Think this would raise a red flag with SE's?
I do know about a problem with pages listed in a section or category. For example if you had 10 pages in a section before going to a new page:
section/whatever/10/0
Is the same as
section/whatever/
I use my .htacess file to deal with these...
# Getting Rid of Duplicate Zero Pages
RedirectMatch 301 ^/Section/Whatever/10/0/$ [sitename.tld...]
If joomla / mambo (the core) produces the "extra" page name, SEF Advance WILL try to produce another page.
I use SEF Advance with Joomla 1.0.8. ... I would be worried if your not returning 404s for non-existent pages.
I also use various incarnations of Jooma! with SEF Advance, and on one site (running 1.0.5) its set up to automatically redirect any calls on non-existent pages to the homepage.
This was a feature of Joomla up to 1.0.5, which IIRC, was changed from 1.0.6 onwards to give a 404 page for non-existents.
I think I actually preferred the old method, as at least visitors were taken to a valid part of the site instead of getting a 404.
I set up a custom 404 page to help redirect traffic:
<!DOCTYPE html PUBLIC "-//W3C//DTD XHTML 1.0 Transitional//EN" "http://www.w3.org/TR/xhtml1/DTD/xhtml1-transitional.dtd">
<html xmlns="http://www.w3.org/1999/xhtml" lang="en" xml:lang="en">
<head>
<title>404 Not Found</title>
<meta http-equiv="Content-Type" content="text/html; charset=iso-8859-1" />
<meta http-equiv="imagetoolbar" content="no" />
</head>
<body bgcolor="#FFFFFF" text="#000000">
<div align="center"><font face="Verdana, Arial, Helvetica, sans-serif" size="7"><b>Error
404</b></font><br />
<br />
<font face="Verdana, Arial, Helvetica, sans-serif"><b>The page you are trying to
access does not exist on our server.</b></font><br />
<br />
<br />
<br />
<br />
<font face="Verdana, Arial, Helvetica, sans-serif"><b>Click here to go
to our Home Page: <a href="http://www.mywebsite.tld/">MyWsbsite.tld</a></b></font></div>
</body>
</html>
texasville, I wholeheartedly agree with you.
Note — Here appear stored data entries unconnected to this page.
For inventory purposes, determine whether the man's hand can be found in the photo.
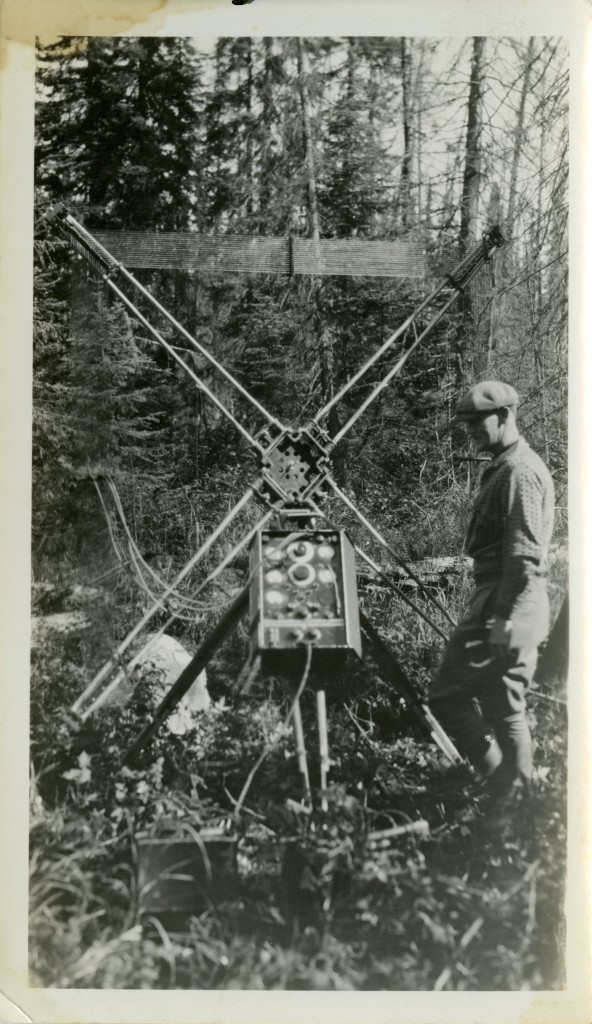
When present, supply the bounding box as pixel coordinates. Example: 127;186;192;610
488;615;512;657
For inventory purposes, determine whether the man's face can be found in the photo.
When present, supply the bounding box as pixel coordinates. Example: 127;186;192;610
458;412;502;452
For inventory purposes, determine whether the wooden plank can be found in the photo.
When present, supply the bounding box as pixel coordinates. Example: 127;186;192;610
95;231;426;279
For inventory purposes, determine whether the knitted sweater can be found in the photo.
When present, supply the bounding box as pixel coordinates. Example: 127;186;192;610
466;437;554;618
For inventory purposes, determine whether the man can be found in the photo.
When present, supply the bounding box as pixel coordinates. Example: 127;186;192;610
429;381;554;800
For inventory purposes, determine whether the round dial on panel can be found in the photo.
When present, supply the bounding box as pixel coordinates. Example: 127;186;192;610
263;544;284;564
288;562;314;587
288;541;314;562
265;569;286;584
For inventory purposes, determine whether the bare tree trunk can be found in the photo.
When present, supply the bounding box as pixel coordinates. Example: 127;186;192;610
296;36;321;242
456;36;485;376
460;36;485;254
506;36;535;236
397;36;413;231
296;38;343;482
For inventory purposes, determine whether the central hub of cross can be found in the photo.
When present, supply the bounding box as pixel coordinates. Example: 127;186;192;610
259;424;329;506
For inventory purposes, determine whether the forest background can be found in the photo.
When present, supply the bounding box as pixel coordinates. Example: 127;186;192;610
26;37;567;988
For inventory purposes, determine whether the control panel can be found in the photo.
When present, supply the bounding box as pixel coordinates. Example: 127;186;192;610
250;529;362;666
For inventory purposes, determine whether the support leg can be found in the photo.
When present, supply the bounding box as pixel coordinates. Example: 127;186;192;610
292;697;312;807
316;690;329;811
123;587;249;764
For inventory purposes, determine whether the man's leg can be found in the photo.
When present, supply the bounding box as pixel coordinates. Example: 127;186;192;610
479;647;538;795
429;588;503;775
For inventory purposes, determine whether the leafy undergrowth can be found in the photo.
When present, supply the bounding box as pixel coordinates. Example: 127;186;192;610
30;606;566;990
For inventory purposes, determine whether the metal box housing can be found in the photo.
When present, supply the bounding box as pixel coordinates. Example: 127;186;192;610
250;529;362;668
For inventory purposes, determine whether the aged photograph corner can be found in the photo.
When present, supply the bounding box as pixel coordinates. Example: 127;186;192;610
29;34;569;992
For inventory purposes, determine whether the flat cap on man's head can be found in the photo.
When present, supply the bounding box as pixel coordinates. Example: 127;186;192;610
453;381;518;422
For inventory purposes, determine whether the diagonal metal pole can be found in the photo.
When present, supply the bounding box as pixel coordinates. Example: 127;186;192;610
308;500;448;640
123;586;249;764
71;487;255;715
102;273;263;452
326;474;456;626
73;512;273;722
331;294;464;447
46;204;284;429
312;281;444;423
360;611;463;765
353;544;448;640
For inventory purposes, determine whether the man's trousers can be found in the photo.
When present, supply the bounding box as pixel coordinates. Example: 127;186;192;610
429;579;549;792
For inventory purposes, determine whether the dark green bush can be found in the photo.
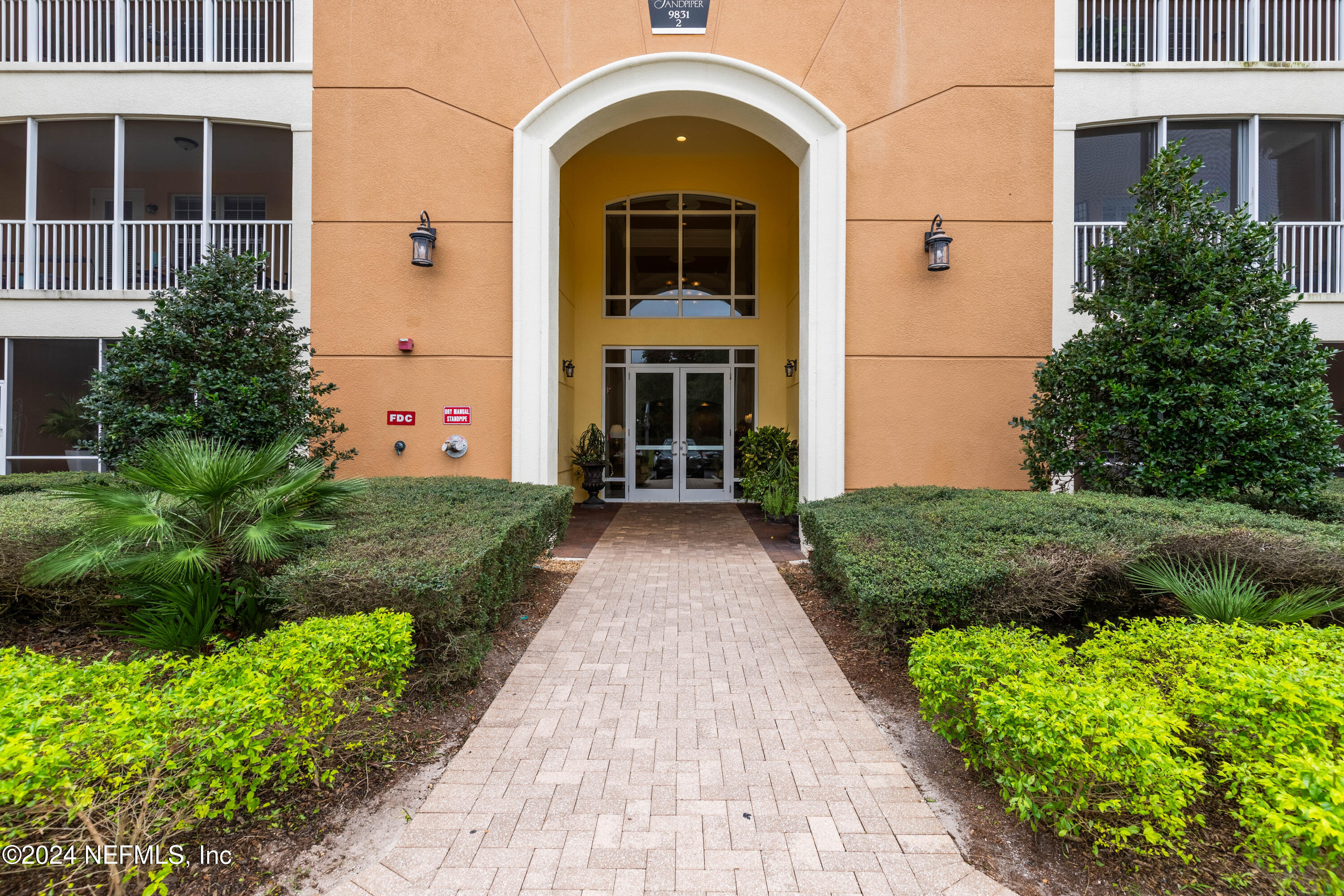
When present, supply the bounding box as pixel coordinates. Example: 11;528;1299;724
0;491;112;622
801;486;1344;637
1013;144;1344;504
266;475;573;680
It's frustrating to have to work around google's algo.
I think the duplicate pages come up if you have a page on 2 different menus. mainmenu might create a url pointing to category/page.html and then if that page is also on usermenu, it will create another url like category/page-2.html
Both will be the same page, but it looks like there are 2 of them.
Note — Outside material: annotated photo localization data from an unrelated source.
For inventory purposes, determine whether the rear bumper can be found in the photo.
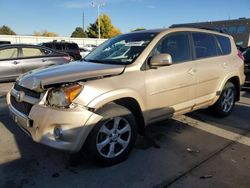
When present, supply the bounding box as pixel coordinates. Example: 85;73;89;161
7;93;102;152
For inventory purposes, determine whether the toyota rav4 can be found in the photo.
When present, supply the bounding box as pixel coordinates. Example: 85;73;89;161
7;27;245;165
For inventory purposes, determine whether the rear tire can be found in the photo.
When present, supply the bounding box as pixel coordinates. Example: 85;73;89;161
212;82;236;117
85;104;137;166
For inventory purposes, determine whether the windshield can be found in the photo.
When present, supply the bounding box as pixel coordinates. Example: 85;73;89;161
84;33;157;65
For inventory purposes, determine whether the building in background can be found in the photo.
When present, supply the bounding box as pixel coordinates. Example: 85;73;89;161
173;18;250;48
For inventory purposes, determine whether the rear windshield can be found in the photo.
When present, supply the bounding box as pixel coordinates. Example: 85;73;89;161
216;35;231;55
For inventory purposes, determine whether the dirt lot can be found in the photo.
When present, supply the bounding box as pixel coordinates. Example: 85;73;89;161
0;84;250;188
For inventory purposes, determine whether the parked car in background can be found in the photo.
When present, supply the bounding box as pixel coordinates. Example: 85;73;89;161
83;44;97;51
79;48;91;59
0;41;11;45
0;44;70;81
7;28;245;165
39;41;82;60
242;47;250;89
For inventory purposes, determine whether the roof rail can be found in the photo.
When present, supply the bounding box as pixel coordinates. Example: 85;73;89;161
169;24;228;34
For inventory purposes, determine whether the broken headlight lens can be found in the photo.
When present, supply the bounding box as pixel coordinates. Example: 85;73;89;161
47;84;83;107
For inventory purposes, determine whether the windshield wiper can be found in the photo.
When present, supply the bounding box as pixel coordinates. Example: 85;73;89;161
83;58;105;63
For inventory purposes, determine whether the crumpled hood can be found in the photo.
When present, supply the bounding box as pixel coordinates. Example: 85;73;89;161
17;61;125;91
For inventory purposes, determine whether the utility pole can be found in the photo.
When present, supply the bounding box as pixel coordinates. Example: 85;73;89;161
91;2;105;39
82;11;84;32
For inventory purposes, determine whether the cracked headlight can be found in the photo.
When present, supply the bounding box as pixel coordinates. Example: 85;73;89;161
47;84;83;107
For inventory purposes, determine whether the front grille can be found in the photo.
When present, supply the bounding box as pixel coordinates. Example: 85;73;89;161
14;84;41;99
10;96;32;116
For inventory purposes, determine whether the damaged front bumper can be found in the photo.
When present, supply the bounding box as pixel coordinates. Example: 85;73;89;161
7;93;102;152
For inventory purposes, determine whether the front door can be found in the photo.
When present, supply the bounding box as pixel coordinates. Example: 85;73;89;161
146;32;196;122
0;47;21;81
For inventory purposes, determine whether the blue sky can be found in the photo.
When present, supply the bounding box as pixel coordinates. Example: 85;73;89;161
0;0;250;36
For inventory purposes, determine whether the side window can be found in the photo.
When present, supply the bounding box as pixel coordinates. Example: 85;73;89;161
44;43;53;48
228;26;236;34
153;33;192;63
242;48;250;61
192;33;217;58
55;43;62;50
216;35;231;55
22;48;44;57
0;48;17;60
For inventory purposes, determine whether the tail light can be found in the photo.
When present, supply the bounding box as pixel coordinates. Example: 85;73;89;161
237;50;245;61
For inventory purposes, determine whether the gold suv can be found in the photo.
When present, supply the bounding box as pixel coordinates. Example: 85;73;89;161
7;27;245;165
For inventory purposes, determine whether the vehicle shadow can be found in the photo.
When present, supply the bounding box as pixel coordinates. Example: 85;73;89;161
0;99;250;187
242;89;250;98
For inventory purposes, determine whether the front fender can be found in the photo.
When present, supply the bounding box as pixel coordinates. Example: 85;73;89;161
87;88;145;111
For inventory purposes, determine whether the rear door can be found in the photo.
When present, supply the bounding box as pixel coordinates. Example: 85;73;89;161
146;32;197;121
192;32;228;104
0;47;21;81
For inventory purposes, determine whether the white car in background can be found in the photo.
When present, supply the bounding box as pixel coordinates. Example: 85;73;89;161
83;44;97;51
79;48;91;59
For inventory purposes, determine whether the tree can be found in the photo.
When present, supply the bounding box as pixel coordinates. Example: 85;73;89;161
34;30;58;37
87;14;121;38
0;25;16;35
131;27;146;32
71;27;87;38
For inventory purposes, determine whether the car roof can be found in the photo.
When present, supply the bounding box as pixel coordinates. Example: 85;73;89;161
131;26;229;36
0;44;45;48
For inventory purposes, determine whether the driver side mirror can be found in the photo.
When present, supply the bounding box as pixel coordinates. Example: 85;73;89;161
149;54;172;67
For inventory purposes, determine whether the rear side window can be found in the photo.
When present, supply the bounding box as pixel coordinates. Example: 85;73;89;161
154;33;192;63
22;48;44;57
55;43;62;50
43;43;53;48
0;48;17;60
216;35;231;55
192;33;218;59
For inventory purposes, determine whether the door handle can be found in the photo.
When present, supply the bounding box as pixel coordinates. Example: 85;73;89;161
188;68;196;76
223;62;228;68
12;61;19;65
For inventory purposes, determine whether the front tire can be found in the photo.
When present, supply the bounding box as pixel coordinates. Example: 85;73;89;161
85;104;137;166
212;82;236;117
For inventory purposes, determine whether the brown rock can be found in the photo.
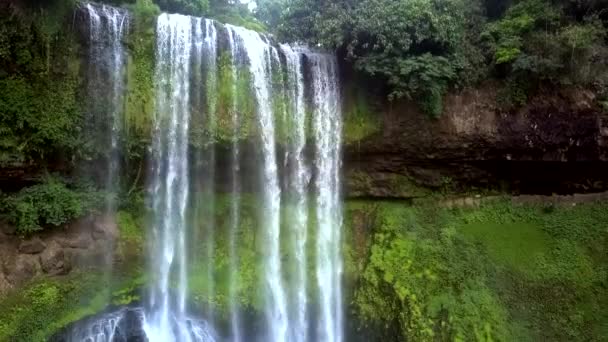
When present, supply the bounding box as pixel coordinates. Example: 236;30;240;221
40;241;66;274
19;237;46;254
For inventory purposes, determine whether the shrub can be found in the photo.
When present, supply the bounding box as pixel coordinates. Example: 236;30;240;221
1;176;101;235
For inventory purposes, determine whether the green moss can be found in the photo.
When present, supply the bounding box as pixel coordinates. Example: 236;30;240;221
0;1;86;165
0;270;143;342
461;222;550;273
124;0;159;144
345;200;608;341
342;84;382;145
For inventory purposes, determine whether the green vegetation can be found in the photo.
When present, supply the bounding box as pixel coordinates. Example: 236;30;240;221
346;201;608;341
342;85;382;145
0;0;85;166
278;0;608;117
0;270;144;342
0;176;101;235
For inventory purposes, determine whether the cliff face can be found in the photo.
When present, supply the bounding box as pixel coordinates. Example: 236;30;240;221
344;85;608;198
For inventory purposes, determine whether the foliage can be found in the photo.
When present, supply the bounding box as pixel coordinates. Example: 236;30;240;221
0;0;82;164
1;176;101;235
282;0;608;113
482;0;608;105
342;84;381;145
279;0;484;117
155;0;209;16
346;200;608;341
0;269;145;342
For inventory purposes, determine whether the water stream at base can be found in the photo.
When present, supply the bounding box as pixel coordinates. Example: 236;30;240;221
72;7;343;342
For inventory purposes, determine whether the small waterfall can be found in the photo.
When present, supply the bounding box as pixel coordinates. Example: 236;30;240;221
145;14;193;342
235;27;288;342
281;45;310;342
202;19;218;320
308;54;343;342
75;5;343;342
84;4;129;213
226;25;242;342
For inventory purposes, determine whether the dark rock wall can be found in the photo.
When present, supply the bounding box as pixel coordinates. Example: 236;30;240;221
344;84;608;197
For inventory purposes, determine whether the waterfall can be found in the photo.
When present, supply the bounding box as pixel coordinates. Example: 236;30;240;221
84;4;129;213
281;45;310;342
75;5;343;342
229;27;288;342
226;25;242;342
308;54;343;341
145;14;193;342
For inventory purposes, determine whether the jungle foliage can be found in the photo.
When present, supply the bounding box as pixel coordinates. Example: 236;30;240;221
346;200;608;341
276;0;608;116
0;0;82;165
0;176;102;235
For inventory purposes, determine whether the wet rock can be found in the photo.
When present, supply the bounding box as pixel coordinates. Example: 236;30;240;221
6;254;42;286
57;232;93;249
40;241;69;275
0;222;16;238
19;237;46;254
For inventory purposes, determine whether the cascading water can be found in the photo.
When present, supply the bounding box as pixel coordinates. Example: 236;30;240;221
226;25;242;342
235;27;288;341
308;54;343;341
281;45;310;342
84;4;129;213
69;5;343;342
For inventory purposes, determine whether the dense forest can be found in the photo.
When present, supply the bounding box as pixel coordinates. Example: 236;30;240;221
0;0;608;342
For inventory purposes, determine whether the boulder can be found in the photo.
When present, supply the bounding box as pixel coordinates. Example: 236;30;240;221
40;241;69;275
19;237;46;254
6;254;42;286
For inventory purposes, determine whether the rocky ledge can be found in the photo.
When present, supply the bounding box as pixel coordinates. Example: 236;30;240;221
344;85;608;198
0;216;118;297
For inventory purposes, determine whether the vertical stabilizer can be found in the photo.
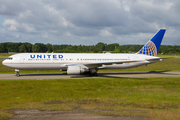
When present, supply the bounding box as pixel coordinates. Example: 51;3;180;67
137;29;166;56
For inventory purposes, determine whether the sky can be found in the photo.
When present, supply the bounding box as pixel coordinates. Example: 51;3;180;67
0;0;180;45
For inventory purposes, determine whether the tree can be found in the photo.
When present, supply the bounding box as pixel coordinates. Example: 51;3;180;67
0;43;6;53
19;44;27;52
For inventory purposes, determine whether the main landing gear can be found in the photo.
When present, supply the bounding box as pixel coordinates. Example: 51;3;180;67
15;69;20;77
89;68;98;77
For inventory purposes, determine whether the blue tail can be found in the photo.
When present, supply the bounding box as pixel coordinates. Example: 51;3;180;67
137;29;166;56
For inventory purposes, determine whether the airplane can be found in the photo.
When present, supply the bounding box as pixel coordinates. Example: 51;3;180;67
2;29;167;76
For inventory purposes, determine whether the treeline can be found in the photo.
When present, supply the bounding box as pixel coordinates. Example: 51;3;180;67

I was just in the process of seeing if it was going to be a problem with google, when they started updating a few days ago and removed 1/2 of my pages. now, 4 days later, it's starting to get re-indexed. My adsense and traffic took a nosedive with this last update.
Switched to Xaneon Extensions - worked for me, and unique URLs (tho need care with all the possible internal links in Mambo)
Now, with site running Joomla. using OpenSEF, which developed from Xaneon.